CV Therapeutics drops on deal

CV Therapeutics, Inc. dropped sharply on news of a license agreement with PTC Therapeutics, Inc. in which it could pay up to $345 million for the development of orally bioavailable small molecules through the application of PTC's proprietary GEMS (gene expression modulation by small-molecules) technology.

A trader attributed the stock's drop, however, to CV Therapeutics being "in a shorters death spiral."

CV Therapeutics shares (Nasdaq: CVTX) lost 77 cents, or 5.16%, to $14.16.

Under the collaboration, PTC and CV Therapeutics will jointly select five targets, including targets with the potential to raise HDL - high density lipoprotein, or "good" cholesterol - through a collaborative process of determining the applicability of the GEMS technology to targets of interest.

CV Therapeutics will make an initial payment to PTC of $10 million and potential milestone payment of up to $335 million plus royalties on worldwide net sales of products developed pursuant to the collaboration. PTC retains the option to co-fund research and development for increased royalties or co-promotion rights.

"It's now at a valuation I would have thought unimaginable," with the news on the tape, said a buyside market source. "Some reputable folks are saying this is more than a garden variety correction. Whatever it is, it is not a market to hold speculative stocks like CV Therapeutics. I plan to sell puts and eventually go long the stock, but at much lower prices. Other than a bounce now and then, the market is likely to be ugly until after the election in November."

South Plainfield, N.J.-based PTC is a private biotech concern.

Pozen sees buying on weakness

Pozen, Inc., however, recovered more than 10% from the beating it took last week on the FDA's request for more information on its proposed migraine drug Trexima. Players said it was a tepid climb back from the 60% slide last week, though, because of risk aversion in the market right now.

"I think you have to define high risk, and everyone's definition is different. Also, high risk of what, going down 10% or 20%? What is the payoff of the risk, up 30% or 40% or 50%? What time frame are we looking at?" said a buyside source in Florida. "These are the questions to ask, not just some verbiage of 'the sky is cloudy and it could rain.' "

Pozen shares (Nasdaq: POZN) added 60 cents on the day, or 10.87%, to settle at $6.12.

"Even a blind man can see this is where the bottom is. It's up from Friday's close all day. Some margins are and will be called today and tomorrow," said a sellside trader. "Aside from that, the only sellers are day traders. This is where you look for a signal that all the carnage is done. This signal has just been established. This afternoon the stock will trend higher."

RBC Capital Markets analyst Ken Trbovich said in a report Monday that he saw the current price as an "excellent entry point" for investors willing to ride out the process of responding to the FDA's request for additional safety information.
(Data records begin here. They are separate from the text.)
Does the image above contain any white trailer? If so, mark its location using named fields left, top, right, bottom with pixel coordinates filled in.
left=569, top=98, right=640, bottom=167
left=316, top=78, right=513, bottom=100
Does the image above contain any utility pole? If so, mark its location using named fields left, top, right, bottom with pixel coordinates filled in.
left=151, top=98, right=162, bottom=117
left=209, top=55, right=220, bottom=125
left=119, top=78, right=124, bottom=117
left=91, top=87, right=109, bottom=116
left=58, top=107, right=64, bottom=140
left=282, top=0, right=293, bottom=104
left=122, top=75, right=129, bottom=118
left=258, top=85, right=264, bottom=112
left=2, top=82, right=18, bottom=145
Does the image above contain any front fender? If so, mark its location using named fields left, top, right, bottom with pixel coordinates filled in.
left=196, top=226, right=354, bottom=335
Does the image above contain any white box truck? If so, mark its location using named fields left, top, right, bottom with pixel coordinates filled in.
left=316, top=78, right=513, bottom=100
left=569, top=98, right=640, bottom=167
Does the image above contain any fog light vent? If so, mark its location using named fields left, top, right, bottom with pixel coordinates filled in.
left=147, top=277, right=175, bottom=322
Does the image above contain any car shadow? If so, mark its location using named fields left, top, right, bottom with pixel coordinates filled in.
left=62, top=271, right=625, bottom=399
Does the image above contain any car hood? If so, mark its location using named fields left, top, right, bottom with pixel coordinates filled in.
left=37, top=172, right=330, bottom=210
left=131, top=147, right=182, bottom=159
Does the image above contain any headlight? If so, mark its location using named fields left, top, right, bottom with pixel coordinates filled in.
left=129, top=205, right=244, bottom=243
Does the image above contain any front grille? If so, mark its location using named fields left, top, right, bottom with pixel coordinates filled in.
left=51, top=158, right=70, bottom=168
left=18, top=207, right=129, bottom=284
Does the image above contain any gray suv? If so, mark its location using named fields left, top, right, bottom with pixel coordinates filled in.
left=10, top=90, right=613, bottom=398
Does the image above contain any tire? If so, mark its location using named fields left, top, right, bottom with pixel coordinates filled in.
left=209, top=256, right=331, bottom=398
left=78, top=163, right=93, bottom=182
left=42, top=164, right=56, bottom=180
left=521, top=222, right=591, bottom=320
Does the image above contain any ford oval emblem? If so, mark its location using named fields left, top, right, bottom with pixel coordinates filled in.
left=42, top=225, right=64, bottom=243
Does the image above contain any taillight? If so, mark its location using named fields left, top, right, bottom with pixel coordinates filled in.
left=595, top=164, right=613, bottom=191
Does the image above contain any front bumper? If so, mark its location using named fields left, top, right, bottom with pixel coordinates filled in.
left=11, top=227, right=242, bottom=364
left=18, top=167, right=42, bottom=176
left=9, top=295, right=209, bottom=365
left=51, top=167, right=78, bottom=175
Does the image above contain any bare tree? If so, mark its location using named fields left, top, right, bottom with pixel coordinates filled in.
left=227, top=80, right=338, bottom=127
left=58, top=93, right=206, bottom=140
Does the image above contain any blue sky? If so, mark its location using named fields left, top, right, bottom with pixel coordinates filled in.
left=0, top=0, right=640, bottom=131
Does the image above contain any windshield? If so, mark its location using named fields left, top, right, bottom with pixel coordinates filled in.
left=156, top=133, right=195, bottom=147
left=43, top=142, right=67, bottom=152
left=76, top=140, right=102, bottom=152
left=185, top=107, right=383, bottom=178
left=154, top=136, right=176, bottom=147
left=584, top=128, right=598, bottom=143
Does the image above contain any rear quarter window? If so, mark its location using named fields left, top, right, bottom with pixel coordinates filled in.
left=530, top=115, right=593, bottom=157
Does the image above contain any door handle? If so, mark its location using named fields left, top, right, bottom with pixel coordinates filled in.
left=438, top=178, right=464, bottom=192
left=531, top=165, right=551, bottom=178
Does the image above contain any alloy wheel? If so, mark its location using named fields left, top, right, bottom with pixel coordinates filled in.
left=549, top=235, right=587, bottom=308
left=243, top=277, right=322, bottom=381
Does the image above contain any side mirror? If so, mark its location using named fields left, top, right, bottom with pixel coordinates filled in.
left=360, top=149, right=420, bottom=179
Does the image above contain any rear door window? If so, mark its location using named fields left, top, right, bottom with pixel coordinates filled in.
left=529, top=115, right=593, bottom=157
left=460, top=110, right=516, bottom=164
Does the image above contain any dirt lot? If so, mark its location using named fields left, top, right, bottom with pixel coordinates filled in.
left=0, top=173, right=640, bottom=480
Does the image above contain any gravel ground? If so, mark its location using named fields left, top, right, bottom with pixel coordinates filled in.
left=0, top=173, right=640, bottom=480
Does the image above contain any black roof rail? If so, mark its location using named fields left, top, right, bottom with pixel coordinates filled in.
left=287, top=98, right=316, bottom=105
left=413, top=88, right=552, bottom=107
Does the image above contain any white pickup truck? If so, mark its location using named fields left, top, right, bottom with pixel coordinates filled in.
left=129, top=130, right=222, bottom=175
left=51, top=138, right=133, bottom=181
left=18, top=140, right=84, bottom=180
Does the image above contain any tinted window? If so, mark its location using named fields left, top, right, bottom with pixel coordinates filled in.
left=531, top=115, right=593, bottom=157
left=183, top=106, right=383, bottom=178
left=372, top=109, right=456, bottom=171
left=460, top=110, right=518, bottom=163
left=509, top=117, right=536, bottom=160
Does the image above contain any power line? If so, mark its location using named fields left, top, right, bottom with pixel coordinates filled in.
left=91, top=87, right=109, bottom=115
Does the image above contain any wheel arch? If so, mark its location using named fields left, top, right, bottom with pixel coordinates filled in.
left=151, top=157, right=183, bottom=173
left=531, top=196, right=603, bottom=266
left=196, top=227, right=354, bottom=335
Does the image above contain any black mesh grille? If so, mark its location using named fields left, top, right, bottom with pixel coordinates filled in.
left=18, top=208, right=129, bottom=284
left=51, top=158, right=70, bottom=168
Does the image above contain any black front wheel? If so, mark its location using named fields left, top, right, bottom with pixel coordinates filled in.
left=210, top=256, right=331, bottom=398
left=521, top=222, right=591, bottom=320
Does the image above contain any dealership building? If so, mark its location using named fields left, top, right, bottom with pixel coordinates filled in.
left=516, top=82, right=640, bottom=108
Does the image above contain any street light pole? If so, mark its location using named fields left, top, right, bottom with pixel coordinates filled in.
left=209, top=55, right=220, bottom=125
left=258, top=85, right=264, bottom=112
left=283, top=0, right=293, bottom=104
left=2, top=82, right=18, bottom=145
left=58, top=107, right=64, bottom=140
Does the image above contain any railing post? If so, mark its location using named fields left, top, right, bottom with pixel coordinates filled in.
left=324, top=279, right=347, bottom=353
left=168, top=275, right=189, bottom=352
"We believe the market has overreacted to the unanswered safety question. If the FDA's safety concerns were terminal for the product, we believe the agency would have issued a 'Not-Approvable' letter," Trbovich said. "Therefore, we think the potential exists to resolve the safety issue without the need for additional safety studies. The downside risk in the stock is very low at current levels, in our opinion, given the value of the pipeline and the potential value of Trexima in the worst case scenario."